What’s holding you back?
I ask myself and get asked this question often. I think we all have something that holds us back. Something that keeps us from doing the things we want to do. For most people they just push those doubts and feeling aside and do those things anyway. But what happens when you can’t do that? What happens when your anxiety and insecurities are controlling your life? The short answer? It sucks. I, like so many others, cannot just push those feelings aside. They are with me in every decision I make and every missed opportunity. Through failures in school, failed relationships, financial hardships, parenting, the list goes on. Anxiety is always there. Always holding me back.
Feel the fear and do it anyway.
About 7 years ago, when my anxiety and depression were at an all time high, I started doing home projects and DIY’s. Decorating my home became therapy. I was following several home decor accounts on Instagram and started sharing my home and playing along with hashtags in hopes of getting my account shared. This led to creating my home decor account, Simply Mine Designs, on IG. But I was also working at a job I hated and my depression was getting worse. At the time my husband had a good job and so I was able to quit mine. I started babysitting my nephew and having fun with my home decor projects. Then my husband switched jobs. With substantially lower pay. But easier on him and his health.

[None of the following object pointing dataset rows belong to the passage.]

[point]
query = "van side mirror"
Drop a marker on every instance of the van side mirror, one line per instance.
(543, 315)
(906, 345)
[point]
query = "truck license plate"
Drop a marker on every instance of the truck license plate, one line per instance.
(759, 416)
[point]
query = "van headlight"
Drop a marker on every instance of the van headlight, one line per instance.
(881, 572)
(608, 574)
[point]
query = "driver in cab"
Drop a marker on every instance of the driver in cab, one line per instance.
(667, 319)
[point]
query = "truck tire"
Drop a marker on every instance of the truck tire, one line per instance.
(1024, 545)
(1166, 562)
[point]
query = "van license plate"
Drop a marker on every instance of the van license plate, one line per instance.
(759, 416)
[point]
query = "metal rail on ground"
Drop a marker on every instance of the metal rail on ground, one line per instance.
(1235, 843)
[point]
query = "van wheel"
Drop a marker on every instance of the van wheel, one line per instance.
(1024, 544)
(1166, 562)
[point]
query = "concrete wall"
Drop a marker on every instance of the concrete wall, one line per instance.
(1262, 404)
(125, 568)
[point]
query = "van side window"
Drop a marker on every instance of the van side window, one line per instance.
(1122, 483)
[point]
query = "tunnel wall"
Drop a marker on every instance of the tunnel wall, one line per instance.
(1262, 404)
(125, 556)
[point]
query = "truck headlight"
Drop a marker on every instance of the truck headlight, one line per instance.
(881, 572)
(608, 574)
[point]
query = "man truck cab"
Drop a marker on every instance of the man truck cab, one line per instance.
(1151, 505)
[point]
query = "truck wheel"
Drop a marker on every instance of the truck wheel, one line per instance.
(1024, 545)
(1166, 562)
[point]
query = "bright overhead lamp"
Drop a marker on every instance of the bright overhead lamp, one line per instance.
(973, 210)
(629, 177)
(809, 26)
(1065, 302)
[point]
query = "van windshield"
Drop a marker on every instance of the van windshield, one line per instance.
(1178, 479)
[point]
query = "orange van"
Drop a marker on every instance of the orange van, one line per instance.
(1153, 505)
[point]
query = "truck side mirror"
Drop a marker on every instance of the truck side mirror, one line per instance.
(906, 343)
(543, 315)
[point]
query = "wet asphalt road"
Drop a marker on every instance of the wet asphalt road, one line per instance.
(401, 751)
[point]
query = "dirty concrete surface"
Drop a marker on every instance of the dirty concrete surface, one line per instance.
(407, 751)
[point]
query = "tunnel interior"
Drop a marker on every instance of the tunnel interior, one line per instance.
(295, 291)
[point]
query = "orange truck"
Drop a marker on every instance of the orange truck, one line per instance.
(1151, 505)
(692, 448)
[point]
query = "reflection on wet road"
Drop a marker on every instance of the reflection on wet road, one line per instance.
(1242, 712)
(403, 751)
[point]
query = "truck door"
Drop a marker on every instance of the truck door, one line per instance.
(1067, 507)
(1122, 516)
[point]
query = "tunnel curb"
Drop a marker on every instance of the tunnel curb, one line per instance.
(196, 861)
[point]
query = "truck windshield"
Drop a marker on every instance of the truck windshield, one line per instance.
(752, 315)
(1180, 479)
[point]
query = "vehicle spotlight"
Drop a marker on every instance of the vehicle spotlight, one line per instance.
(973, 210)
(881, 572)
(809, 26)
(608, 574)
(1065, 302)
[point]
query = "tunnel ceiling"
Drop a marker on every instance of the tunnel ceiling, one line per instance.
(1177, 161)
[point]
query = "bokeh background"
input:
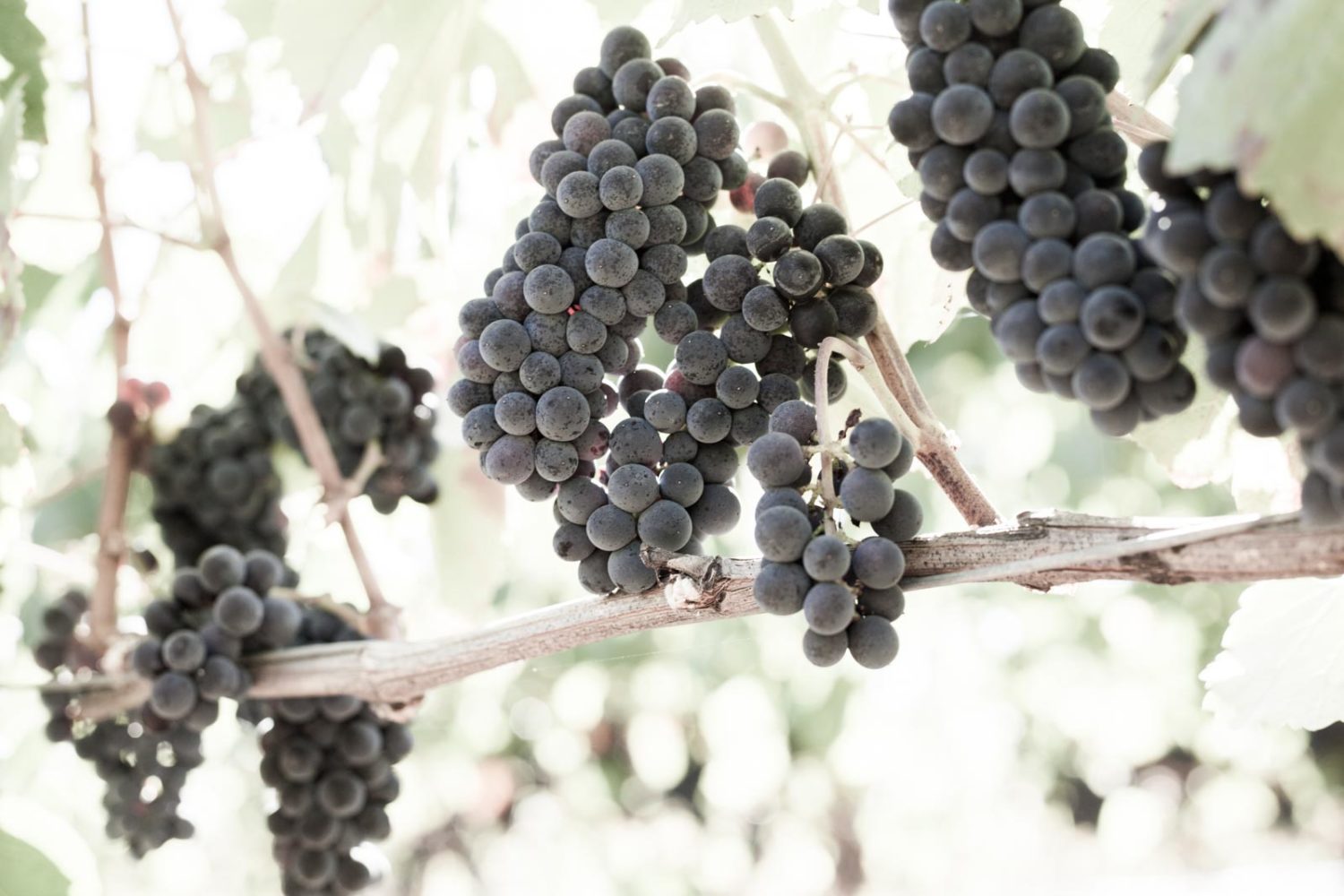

It got harder to make ends meet and I was going to have to return to work. Cue the anxiety. After 2 panic attacks landed me in the ER, I started taking medication. I decided to try opening an Etsy shop to help ease the financial burden we were facing. I had to borrow the money to get my first supplies. I started making sales and it was great, but it wasn’t enough to help. My social media following, however, was growing and brands were offering me free stuff to promote on IG. Yay. Who doesn’t love free stuff? Oh, but wait…Free stuff doesn’t pay the bills. And no matter how hard I try I cannot land paid opportunities. Do you know why?
I just don’t fit into the box.Liz Phair
Because sharing pictures is not enough. You have to do stories and reels and attend conferences. Things that cost money and confidence I just don’t have. Basically, you have to keep up with the Jones’. You have to fit into a society where you may not feel welcome or even belong. It is an endless rat race! And for someone, like me, who suffers from debilitating anxiety, it is also depressing. It has become a place that no longer makes me happy. It’s now a place that makes me feel inadequate. That makes me question every move I make. That has me watching numbers like there’s no tomorrow. It’s no longer a place where I feel comfortable. Which brings us here…to my blog. My own space where I’m in control. A place I want people to come to for inspiration. I have so much I want to share without getting pushed aside on IG because my post didn’t perform well enough in the first hour. Or because I don’t have enough money to attend all the conferences to make me a better instagrammer. Or to do endless DIY’s and projects because I’m spending time with my family.
I will not let my anxiety define me.
Am I going to make lot’s of money here? Probably not. But if I inspire you, make you laugh, or you find any of this relatable…then I’m glad you’re here! In my little corner of the internet. Where I’m choosing to be happy. And not compare my success to someone else’s. Welcome. Anxiety sufferers unite!!